# Best way to add kicker motor?



## ITGuy (May 9, 2011)

Hey there all. I was wondering what the best way to add a kick motor is? I think the transom is a long shaft with a 1978 Johnson 25 HP remote on it and I was wondering if I can just mount my short shaft 1983 Evinrude 9.9 tiller off to the port side with a mounting bracket? Won't this make it hard to steer with the tiller handle?

Also the 25HP is remote steering and the 9.9 is tiller steering. Is there a way to connect them together so my 9.9 can also be remote steering. Or am I stuck with the 9.9 as tiller only? 

Thanks guys.


----------



## ITGuy (May 9, 2011)

OK, My bad. I measured my transom and it is a short one. So will the short shaft 9.9 work for me for a kicker??


----------



## ITGuy (May 9, 2011)

OK, took the 1983 Evinrude 9.9 to the shop and found out it's actually a 15HP, it just has a 9.9 lid on it. 

Since it is electric start I may just use this to replace my 25HP if I can set it up with remote steering instead of setting it up as a kicker. What would you guys do? keep both or sell the 25HP? 

But, I don't know if it can be set up as a remote steering. Do you guys think this is possible??

I think the 15HP will be plenty strong enough for what I will be doing. The 15 with the 9.9 lid will work for most of the restricted lakes I am going on. Also I don't care about speed. 

This way I could sell the 1978 25HP Johnson and recoup a good amount of cost that I have in the boat. My 15HP is getting checked over for spark and compression and a new impeller, and possible rebuilt carb if it needs it.

What would you guys do in my situation???


----------



## basstender10.6 (May 9, 2011)

Well, it all depends on if the 15 can push your boat good. To answer your question, yes your 15hp can be converted into remote steering. If I was in your shoes I would try using the boat with the 15hp on it and see how it pushes it. If you are happy with the results, sell the 25. You can then buy a 3-4hp motor to use as a kicker, because it will be easier to control a tiller motor when trolling around, and it will burn up less fuel, and be quieter than your 15hp motor.


----------



## ITGuy (May 10, 2011)

Thanks Basstender. 

Yea, I am thinking the 15HP (with a 9.9 cowl) will be plenty. Plus 80-90% of my fishing will be done on places with a 10HP limit.

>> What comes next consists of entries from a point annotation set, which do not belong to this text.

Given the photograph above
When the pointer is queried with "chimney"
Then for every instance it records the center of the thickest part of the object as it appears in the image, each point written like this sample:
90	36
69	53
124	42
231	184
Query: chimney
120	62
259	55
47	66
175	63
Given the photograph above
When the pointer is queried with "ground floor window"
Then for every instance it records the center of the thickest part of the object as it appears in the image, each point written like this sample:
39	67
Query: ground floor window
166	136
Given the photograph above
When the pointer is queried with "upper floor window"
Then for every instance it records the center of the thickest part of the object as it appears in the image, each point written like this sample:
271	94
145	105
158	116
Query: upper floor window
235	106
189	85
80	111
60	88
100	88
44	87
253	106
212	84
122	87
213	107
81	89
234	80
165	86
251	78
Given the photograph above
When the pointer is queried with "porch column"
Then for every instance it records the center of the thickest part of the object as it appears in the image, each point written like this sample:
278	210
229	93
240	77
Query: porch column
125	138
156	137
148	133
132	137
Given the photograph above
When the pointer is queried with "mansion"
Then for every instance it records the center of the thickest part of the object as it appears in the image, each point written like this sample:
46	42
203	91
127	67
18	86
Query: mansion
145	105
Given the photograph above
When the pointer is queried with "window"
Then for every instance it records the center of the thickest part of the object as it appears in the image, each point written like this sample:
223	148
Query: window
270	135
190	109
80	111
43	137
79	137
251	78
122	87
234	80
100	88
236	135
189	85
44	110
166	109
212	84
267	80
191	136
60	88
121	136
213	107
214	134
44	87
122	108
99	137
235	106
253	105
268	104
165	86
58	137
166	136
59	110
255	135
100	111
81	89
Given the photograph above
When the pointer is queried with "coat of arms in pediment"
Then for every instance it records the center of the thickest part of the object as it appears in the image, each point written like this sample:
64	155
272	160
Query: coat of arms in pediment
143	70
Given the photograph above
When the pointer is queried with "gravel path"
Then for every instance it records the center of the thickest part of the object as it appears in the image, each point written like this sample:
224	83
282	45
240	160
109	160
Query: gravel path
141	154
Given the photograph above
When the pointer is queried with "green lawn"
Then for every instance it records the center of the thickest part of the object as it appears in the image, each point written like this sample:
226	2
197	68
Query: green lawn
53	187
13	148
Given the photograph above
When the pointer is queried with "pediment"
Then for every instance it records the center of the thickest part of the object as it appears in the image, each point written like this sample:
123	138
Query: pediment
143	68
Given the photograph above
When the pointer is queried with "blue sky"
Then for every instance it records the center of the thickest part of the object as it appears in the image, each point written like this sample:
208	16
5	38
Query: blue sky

So, I think getting rid of the 25HP would be fine and also give me some bucks to feed back into the boat as well.


----------



## ITGuy (May 10, 2011)

Well after talking to the outboard mechanic at the local boat place, it looks like I will just add the 15hp as a Kicker. He was telling me parts to convert it to remote steering would be anywhere between $100 and $200 plus an hour to two of labor. He is going to look around a bit for some used parts and see what he can do. But, if not I will just keep the 25 and add the kicker motor for the lakes with restrictions. So I am back to square one. Thought I could save a few bucks by going down to one engine but guess not. Oh Well.

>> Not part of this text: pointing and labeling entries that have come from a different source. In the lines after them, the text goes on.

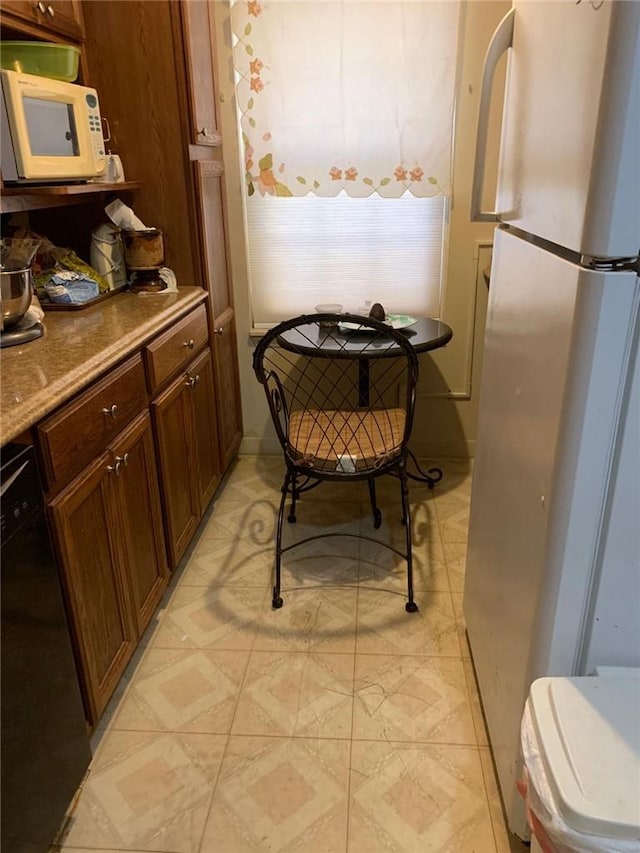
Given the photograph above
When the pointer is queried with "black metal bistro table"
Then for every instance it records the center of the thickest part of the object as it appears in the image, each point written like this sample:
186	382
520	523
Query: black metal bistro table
425	334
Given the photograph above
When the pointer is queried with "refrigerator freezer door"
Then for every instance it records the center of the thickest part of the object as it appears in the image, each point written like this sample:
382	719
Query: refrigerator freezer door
569	154
556	346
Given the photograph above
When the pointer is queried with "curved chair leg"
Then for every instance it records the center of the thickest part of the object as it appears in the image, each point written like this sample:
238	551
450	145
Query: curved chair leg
291	518
410	606
276	601
377	515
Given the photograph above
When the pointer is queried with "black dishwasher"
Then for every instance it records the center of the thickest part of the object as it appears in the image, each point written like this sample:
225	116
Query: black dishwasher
44	740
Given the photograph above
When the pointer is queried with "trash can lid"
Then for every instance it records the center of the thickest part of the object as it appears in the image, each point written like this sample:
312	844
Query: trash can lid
589	735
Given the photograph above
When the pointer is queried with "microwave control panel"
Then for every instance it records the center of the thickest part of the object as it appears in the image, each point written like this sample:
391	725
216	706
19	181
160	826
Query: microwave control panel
95	128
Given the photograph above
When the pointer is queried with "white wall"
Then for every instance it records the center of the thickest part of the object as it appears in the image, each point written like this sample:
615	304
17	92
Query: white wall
446	416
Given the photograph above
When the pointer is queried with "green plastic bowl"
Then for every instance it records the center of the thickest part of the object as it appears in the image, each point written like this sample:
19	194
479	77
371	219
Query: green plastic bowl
45	59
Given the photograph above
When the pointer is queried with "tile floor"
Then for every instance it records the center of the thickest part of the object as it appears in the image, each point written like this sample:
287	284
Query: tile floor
338	723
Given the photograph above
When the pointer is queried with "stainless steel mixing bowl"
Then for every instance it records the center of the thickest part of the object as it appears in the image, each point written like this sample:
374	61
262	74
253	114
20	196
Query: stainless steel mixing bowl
15	291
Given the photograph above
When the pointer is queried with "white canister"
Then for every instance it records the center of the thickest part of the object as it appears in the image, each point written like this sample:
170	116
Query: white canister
107	254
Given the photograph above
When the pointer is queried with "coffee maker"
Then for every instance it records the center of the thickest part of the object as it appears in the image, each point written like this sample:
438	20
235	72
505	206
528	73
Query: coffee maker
144	256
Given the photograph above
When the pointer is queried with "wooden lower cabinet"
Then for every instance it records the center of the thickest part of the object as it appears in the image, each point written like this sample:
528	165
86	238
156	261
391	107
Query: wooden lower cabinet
107	528
187	441
142	541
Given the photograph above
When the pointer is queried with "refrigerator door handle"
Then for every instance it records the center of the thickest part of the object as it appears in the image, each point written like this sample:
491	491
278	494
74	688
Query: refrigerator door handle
501	41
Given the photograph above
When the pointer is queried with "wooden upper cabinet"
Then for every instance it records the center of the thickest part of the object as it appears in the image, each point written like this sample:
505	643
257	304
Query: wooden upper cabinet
199	40
58	16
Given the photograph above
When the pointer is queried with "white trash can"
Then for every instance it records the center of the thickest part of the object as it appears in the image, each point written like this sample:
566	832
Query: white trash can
581	748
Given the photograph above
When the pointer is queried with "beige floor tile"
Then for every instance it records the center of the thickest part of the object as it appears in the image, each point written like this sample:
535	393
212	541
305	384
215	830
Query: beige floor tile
230	562
320	619
455	556
506	842
280	795
384	626
380	568
296	693
148	791
476	705
453	518
457	598
323	563
411	699
251	521
192	690
203	618
417	799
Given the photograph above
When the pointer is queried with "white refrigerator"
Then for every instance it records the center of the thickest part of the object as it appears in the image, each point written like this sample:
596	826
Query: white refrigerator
552	581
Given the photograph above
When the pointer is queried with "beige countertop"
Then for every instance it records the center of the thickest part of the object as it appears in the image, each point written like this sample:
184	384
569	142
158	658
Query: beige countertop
76	348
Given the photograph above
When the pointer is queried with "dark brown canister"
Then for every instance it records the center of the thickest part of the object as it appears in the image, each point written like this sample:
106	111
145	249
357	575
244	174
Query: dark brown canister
143	250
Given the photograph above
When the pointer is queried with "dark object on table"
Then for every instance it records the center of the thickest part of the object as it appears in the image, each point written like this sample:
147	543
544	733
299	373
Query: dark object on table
377	312
327	427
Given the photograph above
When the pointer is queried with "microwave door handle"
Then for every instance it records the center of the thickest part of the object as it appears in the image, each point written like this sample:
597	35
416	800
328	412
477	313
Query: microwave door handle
106	129
501	41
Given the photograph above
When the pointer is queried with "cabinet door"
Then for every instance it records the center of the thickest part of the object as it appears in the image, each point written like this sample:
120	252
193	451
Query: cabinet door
206	432
228	407
138	501
59	16
86	531
197	20
173	421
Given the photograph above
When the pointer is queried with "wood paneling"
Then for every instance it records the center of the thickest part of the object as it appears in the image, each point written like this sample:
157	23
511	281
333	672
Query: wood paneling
59	16
134	49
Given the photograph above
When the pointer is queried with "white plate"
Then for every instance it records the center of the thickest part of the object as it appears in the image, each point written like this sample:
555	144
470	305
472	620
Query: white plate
396	321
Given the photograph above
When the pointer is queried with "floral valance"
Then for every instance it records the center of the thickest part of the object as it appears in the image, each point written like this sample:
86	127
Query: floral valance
343	95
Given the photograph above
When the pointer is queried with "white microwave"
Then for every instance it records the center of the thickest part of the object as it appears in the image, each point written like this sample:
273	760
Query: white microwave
50	131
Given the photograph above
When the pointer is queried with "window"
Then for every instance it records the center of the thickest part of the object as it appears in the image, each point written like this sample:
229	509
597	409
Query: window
346	113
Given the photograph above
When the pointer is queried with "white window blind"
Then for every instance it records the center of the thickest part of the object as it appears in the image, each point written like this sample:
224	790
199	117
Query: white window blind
309	250
346	115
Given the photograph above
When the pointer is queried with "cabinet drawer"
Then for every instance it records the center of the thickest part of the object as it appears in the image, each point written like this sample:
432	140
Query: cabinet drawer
78	432
171	351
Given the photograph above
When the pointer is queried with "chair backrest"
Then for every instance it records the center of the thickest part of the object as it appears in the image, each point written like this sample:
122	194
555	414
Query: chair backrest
341	392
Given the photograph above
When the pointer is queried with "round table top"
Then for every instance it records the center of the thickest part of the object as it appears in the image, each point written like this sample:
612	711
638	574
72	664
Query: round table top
426	334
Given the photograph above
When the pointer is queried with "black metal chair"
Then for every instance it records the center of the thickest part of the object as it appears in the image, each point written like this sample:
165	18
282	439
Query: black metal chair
342	401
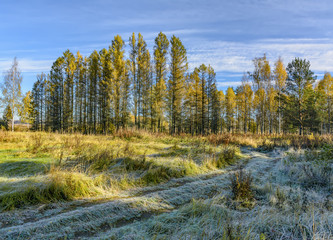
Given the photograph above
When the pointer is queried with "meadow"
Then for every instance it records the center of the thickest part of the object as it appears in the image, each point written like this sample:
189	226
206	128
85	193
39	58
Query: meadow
140	185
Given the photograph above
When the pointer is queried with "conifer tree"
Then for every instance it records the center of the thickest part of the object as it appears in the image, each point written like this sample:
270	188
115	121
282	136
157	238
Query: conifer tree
178	68
280	75
11	89
298	90
160	59
230	105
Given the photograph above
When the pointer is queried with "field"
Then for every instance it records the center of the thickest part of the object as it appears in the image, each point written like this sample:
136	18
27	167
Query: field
139	185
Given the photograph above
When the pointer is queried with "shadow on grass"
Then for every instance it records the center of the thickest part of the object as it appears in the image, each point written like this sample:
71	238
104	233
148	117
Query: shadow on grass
23	168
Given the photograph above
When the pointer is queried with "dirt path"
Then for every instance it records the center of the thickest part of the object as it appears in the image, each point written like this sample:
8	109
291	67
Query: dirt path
101	218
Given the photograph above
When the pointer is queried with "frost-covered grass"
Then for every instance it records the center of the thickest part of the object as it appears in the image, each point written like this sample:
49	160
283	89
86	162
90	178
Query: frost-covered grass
41	168
137	185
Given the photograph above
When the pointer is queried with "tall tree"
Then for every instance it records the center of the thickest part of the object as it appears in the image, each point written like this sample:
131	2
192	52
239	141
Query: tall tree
280	76
299	83
120	81
68	101
230	102
160	59
325	87
178	68
11	89
26	108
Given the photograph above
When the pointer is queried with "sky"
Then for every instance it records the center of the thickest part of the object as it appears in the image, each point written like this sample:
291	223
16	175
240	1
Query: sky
227	34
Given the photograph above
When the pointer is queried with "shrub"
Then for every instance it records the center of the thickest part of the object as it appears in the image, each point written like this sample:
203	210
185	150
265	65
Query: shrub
226	157
241	188
61	186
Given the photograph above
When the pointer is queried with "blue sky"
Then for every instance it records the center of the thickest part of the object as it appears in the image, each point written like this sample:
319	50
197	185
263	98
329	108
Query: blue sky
225	34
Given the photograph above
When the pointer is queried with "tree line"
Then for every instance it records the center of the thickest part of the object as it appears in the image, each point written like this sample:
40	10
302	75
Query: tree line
108	91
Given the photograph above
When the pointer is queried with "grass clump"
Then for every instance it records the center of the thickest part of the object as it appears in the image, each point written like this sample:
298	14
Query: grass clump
241	188
60	186
226	157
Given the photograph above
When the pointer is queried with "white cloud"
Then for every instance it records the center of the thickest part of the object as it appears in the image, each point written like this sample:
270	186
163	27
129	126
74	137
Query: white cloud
237	56
224	84
27	65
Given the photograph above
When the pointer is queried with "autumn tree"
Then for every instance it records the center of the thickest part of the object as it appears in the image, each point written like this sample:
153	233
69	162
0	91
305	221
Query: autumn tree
280	76
160	60
178	68
230	108
26	109
298	88
11	89
325	87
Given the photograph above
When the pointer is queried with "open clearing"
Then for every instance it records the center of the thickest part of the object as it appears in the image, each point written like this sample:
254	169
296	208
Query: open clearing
189	197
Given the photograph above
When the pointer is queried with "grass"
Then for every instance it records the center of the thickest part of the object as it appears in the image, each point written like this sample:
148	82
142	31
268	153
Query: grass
271	196
61	167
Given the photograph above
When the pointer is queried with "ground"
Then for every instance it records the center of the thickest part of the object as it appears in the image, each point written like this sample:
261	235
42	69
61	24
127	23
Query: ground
147	186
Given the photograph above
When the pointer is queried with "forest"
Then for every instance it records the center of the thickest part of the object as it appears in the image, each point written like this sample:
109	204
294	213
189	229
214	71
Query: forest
108	91
137	145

Now the question is again. What is the best way to add this on the boat. The kicker motor is a short shaft. I have seen the jack plates and mounts you can buy but they don't seem that great to me. I have seen some fabricated ones on here that are welded Aluminum with a board mounted to them. Does anyone on here fabricate them and be willing to sell one? I would be mounting it on the port side about where the handle is.

Any help or suggestions is appreciated.


----------



## ITGuy (May 14, 2011)

Will this Mini-Jacker work? Both are short shafts. 

https://www.basspro.com/MiniJacker-for-Clampon-Outboards/product/8782/-421340


----------